Sasha raised her head and looked into Maddie's eyes, searching them for a minute before she repeated, "Michael Westen is my father." Maddie returned Sasha's gaze before asking, "How do you know he's your father?" Sasha smiled, hoping this was working and that soon she and Michael would be on their way back to Afghanistan to find out what happened to Damian. "He raised me when I was little, I have pictures." Sasha pulled out her phone. She had bought it less than 24 hours ago when she landed state-side, but she knew where the pictures were. Even better, the pictures were authentic.

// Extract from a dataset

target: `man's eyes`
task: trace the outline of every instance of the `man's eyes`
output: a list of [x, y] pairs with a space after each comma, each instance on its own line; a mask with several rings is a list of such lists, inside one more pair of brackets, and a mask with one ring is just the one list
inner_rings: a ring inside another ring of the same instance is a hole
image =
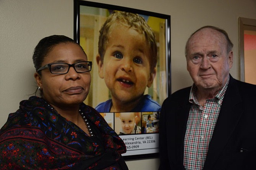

Michael and Damian were partners, running covert ops in Chechnya when her parents were killed in a car accident. Sasha was only 10 months old. Damian was her uncle, her mother's brother. He ended up with custody of her and took her back to Chechnya with him after the funeral. The three of them ran ops together for two more years before Michael and Damian were sent to different areas. Michael and Damian kept in touch and would work together whenever they could. Michael taught her how to hotwire a car when she was five. Her first word was пистолет, "gun" in Russian her second was بابا، باباجان ، اقاجان or "Dad" in Farsi. When she was seven, Michael taught her how to drive a stick shift. It was hard because she couldn't really touch the pedals or even see over the steering wheel, but they made it work.

She found the photo of her and Michael when she turned two. He was helping her blow out the birthday candles on a piroshky, and handed the phone to Maddie.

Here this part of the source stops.